CHELSEA MANNING FREE ON 17 MAY 2017

CELEBRATING HER AND OUR VICTORY

By Hanna Demel, Queer Strike and Benoit Martin, Payday men’s network

Once again, Queer Strike and Payday are inviting the public to take action for transgender woman whistleblower Chelsea Manning.

This time, however, it’s to celebrate her release from prison on Wednesday 17 May.  Her initial 35-year sentence for disclosing classified information on war crimes and corruption was commuted by former President Obama (who had prejudiced the original case in 2011) after she had already served seven years.

On International Day against Homophobia, Transphobia and Biphobia, we will gather at 5.30pm at St.Martin-in-the-Fields in London (next to Trafalgar Square) to mark this ultimate victory of a seven-year campaign. At 7pm, Peace News will have a party at Housmans Bookshop.

Other actions will take place in at least 20 town and cities – from Auckland, New Zealand to Berlin, Dublin and San Francisco.

Some commentators have said the commutation was a “gift” from President Obama. It was not.

It was the culmination of relentless campaigns by Chelsea, her legal team and an international network of supporters. 

International campaigns got Chelsea out of Quantico, where she was detained in 2010 under torturous conditions, including  humiliating daily strip search.

Similar campaigns forced the military to drop the charge of “aiding the enemy” with its potential capital punishment and later won her rights as a transgender woman in jail, including hormone therapy.

For seven years, there were petitions, meetings and protests by multiple groups and individuals. People packed the courts, while others demonstrated in front of US embassies.  International days of action brought together hundreds in tens of countries and thousands in the US.

 

The Chelsea Manning Support Network collected $1.5 million from 25,000 individuals in the years leading up to and during Chelsea’s trial in 2013.  

 

Why was the support for Chelsea so vital that it became unshakeable?

Firstly, the information Chelsea made available was invaluable. The gratuitous murders and rapes of civilians by the US military and allies in Iraq and Afghanistan were laid bare – some soldiers became refuseniks as a result. Tunisians learned about dictator Ben Ali’s corruption sparking the Arab Spring. The people of Haiti got proof of US government’s interference against increasing the obscenely low minimum wage in their country. Palestinians learned that Israel consulted with Egypt and the Palestinian Authority before the 2008 devastation of Gaza. And so on.

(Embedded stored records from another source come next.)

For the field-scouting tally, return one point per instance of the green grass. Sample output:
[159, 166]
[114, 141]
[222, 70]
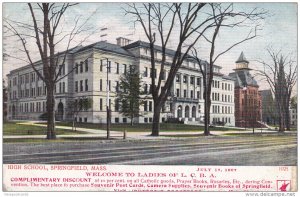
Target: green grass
[146, 127]
[13, 128]
[58, 140]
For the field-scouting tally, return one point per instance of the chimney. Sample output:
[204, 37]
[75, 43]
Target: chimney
[122, 41]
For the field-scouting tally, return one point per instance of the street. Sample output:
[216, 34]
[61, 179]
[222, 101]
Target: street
[266, 150]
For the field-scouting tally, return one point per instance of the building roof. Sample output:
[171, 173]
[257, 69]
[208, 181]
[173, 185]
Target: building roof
[243, 78]
[242, 58]
[109, 47]
[146, 44]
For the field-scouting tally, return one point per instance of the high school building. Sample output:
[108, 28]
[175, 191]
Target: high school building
[248, 100]
[94, 64]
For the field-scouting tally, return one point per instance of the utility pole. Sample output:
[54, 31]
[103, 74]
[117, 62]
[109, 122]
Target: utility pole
[107, 102]
[245, 105]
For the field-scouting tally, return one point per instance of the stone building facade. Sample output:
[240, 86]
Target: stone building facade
[248, 101]
[95, 72]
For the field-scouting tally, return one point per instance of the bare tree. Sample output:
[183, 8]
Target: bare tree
[77, 106]
[224, 17]
[47, 32]
[179, 21]
[281, 75]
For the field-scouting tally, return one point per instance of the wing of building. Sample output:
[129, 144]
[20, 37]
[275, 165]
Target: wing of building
[96, 69]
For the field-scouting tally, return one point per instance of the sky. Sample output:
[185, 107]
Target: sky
[278, 30]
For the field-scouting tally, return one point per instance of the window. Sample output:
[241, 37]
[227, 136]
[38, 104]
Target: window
[109, 67]
[63, 69]
[86, 85]
[146, 88]
[164, 75]
[125, 68]
[117, 105]
[177, 78]
[198, 81]
[86, 65]
[76, 68]
[153, 74]
[64, 87]
[117, 67]
[81, 67]
[100, 84]
[184, 79]
[76, 86]
[145, 106]
[117, 86]
[26, 79]
[192, 80]
[60, 87]
[81, 85]
[101, 104]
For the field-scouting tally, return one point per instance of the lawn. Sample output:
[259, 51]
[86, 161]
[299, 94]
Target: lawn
[14, 128]
[146, 127]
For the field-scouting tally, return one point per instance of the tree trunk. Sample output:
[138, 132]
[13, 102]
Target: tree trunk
[131, 120]
[51, 112]
[287, 116]
[156, 117]
[207, 104]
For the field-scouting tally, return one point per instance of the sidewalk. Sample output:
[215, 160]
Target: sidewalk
[96, 133]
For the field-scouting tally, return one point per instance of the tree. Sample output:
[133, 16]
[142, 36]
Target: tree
[294, 102]
[47, 32]
[166, 20]
[281, 75]
[79, 105]
[5, 97]
[224, 17]
[130, 96]
[186, 24]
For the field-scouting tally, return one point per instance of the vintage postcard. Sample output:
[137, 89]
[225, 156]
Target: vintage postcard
[147, 97]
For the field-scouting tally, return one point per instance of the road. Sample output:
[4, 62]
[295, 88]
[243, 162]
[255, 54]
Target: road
[268, 150]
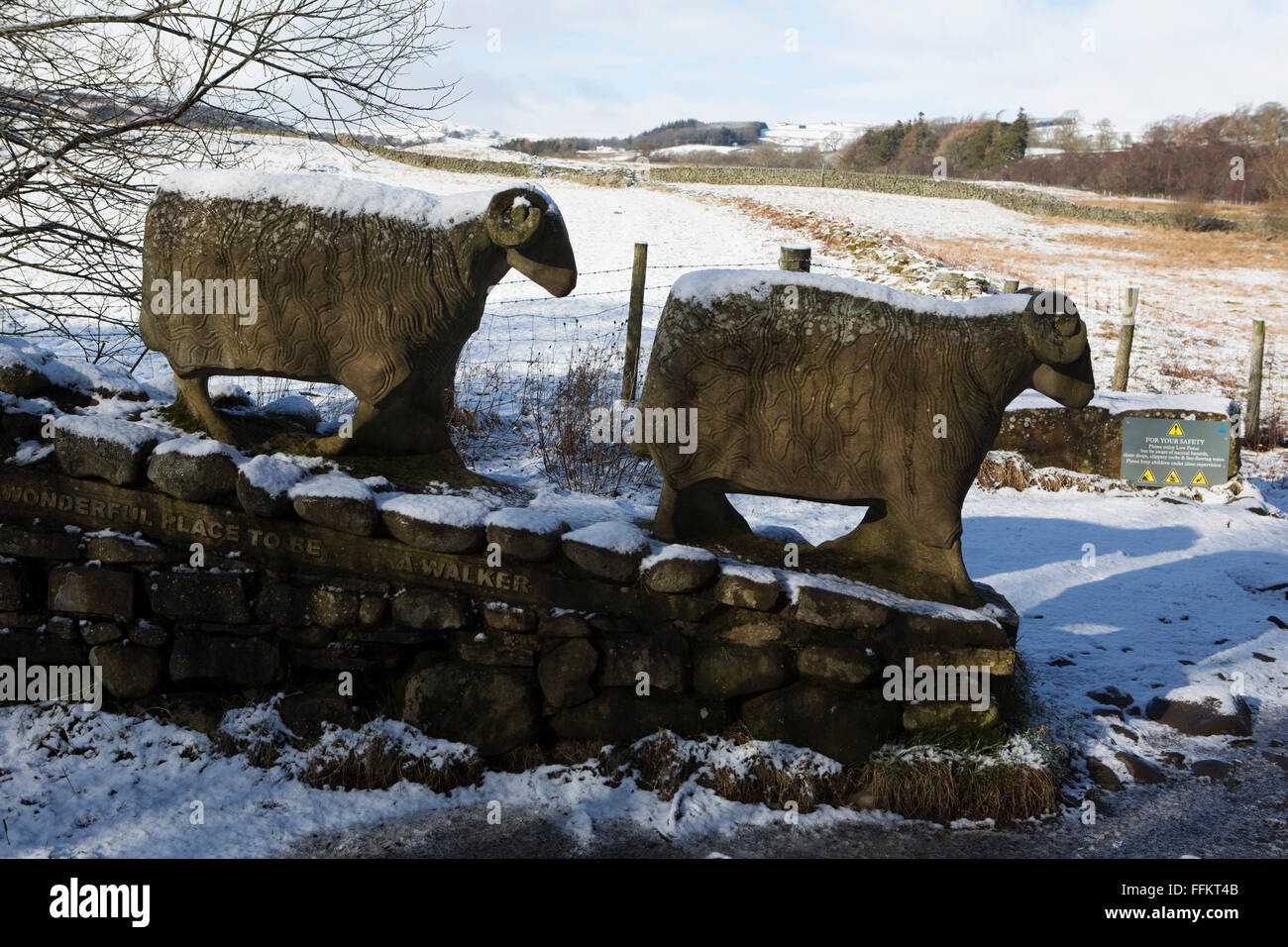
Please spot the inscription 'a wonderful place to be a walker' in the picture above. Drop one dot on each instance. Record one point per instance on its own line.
(232, 532)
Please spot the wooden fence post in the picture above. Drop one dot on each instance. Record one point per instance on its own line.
(634, 317)
(1127, 329)
(1252, 425)
(794, 260)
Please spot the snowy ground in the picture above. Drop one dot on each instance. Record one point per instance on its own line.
(1173, 592)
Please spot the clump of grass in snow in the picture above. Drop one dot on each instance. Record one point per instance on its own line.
(754, 772)
(377, 755)
(1003, 783)
(928, 783)
(563, 425)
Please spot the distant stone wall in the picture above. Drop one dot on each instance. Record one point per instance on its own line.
(1021, 200)
(559, 641)
(1013, 198)
(595, 175)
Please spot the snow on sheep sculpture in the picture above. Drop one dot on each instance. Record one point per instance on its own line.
(838, 390)
(321, 277)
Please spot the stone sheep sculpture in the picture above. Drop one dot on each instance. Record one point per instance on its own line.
(838, 390)
(327, 278)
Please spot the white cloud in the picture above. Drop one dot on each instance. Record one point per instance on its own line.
(576, 65)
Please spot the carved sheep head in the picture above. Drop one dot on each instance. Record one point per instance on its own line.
(529, 227)
(1057, 338)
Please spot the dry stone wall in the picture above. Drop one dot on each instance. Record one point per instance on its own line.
(501, 631)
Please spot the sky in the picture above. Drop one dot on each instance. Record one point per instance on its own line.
(613, 67)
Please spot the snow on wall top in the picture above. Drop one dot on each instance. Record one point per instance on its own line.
(1122, 402)
(610, 535)
(198, 447)
(707, 286)
(439, 509)
(526, 518)
(271, 474)
(110, 429)
(334, 193)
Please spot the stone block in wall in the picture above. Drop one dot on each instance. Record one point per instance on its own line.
(373, 609)
(836, 608)
(563, 625)
(200, 596)
(748, 587)
(282, 604)
(385, 634)
(351, 514)
(344, 656)
(241, 663)
(426, 609)
(88, 590)
(110, 449)
(115, 548)
(506, 617)
(754, 633)
(13, 589)
(681, 570)
(841, 723)
(333, 607)
(566, 671)
(149, 634)
(664, 656)
(608, 551)
(949, 716)
(619, 715)
(101, 631)
(39, 544)
(999, 661)
(24, 618)
(735, 671)
(493, 709)
(493, 647)
(196, 476)
(307, 635)
(40, 648)
(305, 712)
(840, 664)
(526, 535)
(63, 628)
(130, 671)
(438, 523)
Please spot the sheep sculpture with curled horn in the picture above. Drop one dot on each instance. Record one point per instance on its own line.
(837, 390)
(370, 286)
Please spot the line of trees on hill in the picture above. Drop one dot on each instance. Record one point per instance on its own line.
(1218, 158)
(666, 136)
(969, 146)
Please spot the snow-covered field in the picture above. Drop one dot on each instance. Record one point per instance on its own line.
(1140, 590)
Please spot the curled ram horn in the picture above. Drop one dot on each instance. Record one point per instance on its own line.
(1055, 331)
(515, 217)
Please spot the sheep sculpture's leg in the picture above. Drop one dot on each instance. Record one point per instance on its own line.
(893, 547)
(196, 397)
(390, 428)
(700, 512)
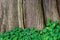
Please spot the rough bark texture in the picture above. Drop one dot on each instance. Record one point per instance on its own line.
(34, 14)
(27, 13)
(50, 9)
(20, 15)
(58, 5)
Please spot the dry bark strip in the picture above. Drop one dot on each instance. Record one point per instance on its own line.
(34, 14)
(4, 16)
(15, 13)
(58, 5)
(20, 15)
(50, 9)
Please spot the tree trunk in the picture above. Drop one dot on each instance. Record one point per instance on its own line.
(20, 15)
(34, 14)
(50, 9)
(58, 5)
(4, 24)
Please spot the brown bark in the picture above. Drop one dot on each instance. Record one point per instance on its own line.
(50, 9)
(58, 5)
(34, 14)
(4, 16)
(20, 15)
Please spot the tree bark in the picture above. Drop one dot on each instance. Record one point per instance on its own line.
(34, 14)
(58, 5)
(20, 15)
(50, 9)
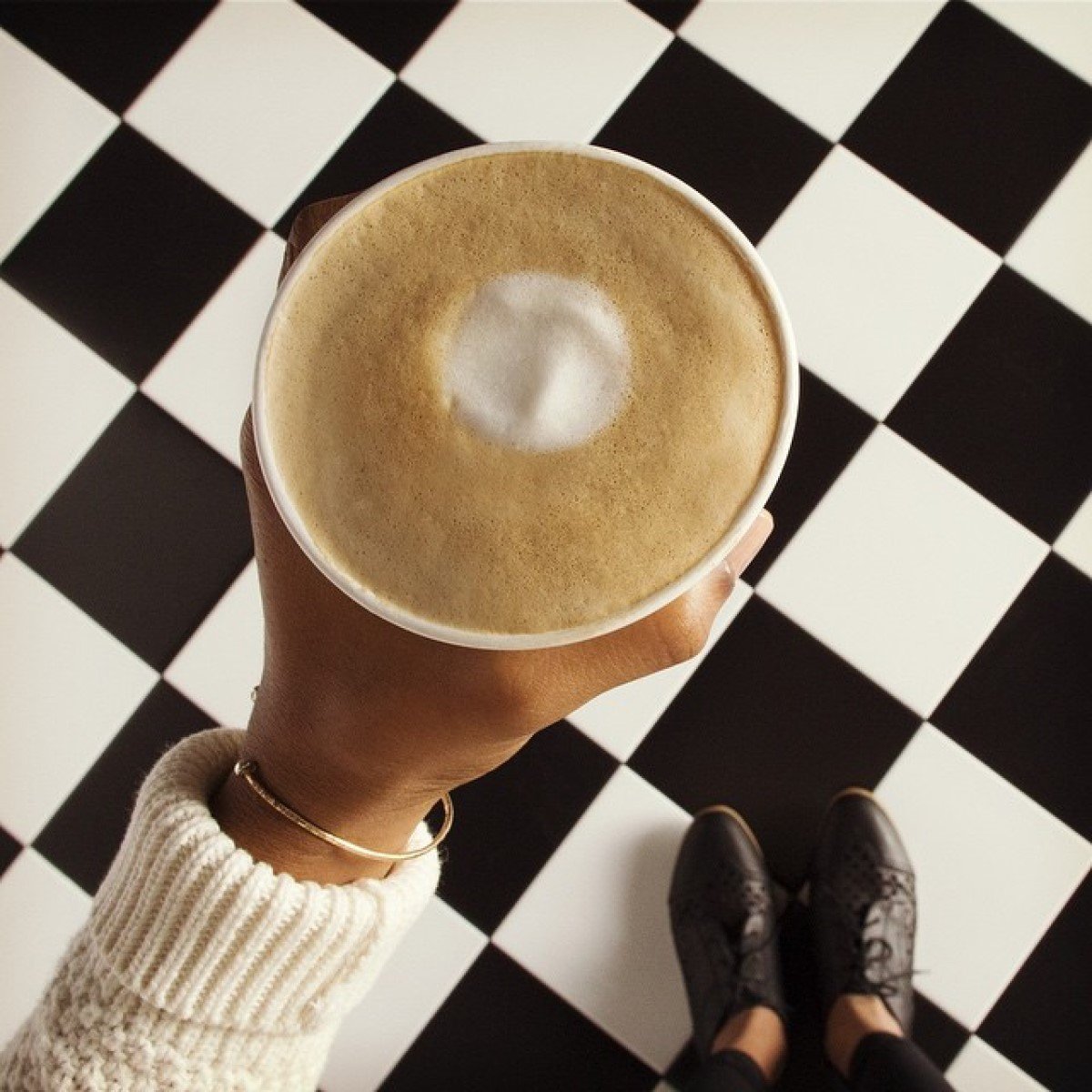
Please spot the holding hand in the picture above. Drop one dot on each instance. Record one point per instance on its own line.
(361, 726)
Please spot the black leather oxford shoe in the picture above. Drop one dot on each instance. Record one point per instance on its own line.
(724, 924)
(863, 906)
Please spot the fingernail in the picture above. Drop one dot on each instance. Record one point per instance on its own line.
(747, 549)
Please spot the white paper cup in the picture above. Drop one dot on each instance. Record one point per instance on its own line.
(480, 639)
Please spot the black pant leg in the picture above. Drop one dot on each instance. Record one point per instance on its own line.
(884, 1063)
(729, 1071)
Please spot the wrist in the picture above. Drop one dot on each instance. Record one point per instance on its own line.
(311, 759)
(271, 838)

Secondly, Chelsea’s determination was an encouragement for many, in particular the lgbtq+ and whistleblower movements. As a high profile transgender woman, her going on hunger strike and surviving solitary punishment, has strengthened the visibility and power of  transgender communities. And  she really put  the movement of whistleblowers on the map. Edward Snowden has acknowledged she encouraged him to do what he did.

Through campaigning for Chelsea, we met Eileen Chubb, founder of Compassion in Care and a care home whistleblower. She has supported several thousands of whistleblowers in the UK.  These have disclosed abuse and corruption in hospitals, detention centres, social services, care homes, banks, etc. and have been persecuted for their courageous action, losing jobs, income, relationships.

In supporting Compassion in Care’s demand for “Edna’s Law”, legislation that would protect whistleblowers and make it a criminal offence not to investigate their genuine concerns, we are continuing the work Chelsea started seven years ago and whistleblowers before her.

It is also urgent to defend Wikileaks who made public Chelsea’s disclosures. The US attorney general has declared the arrest of its founder Julian Assange is now a “priority”, at a time when Trump is making torture “legal”.

So there is much still to do.  But let us meanwhile celebrate the sweet victory of Chelsea’s freedom.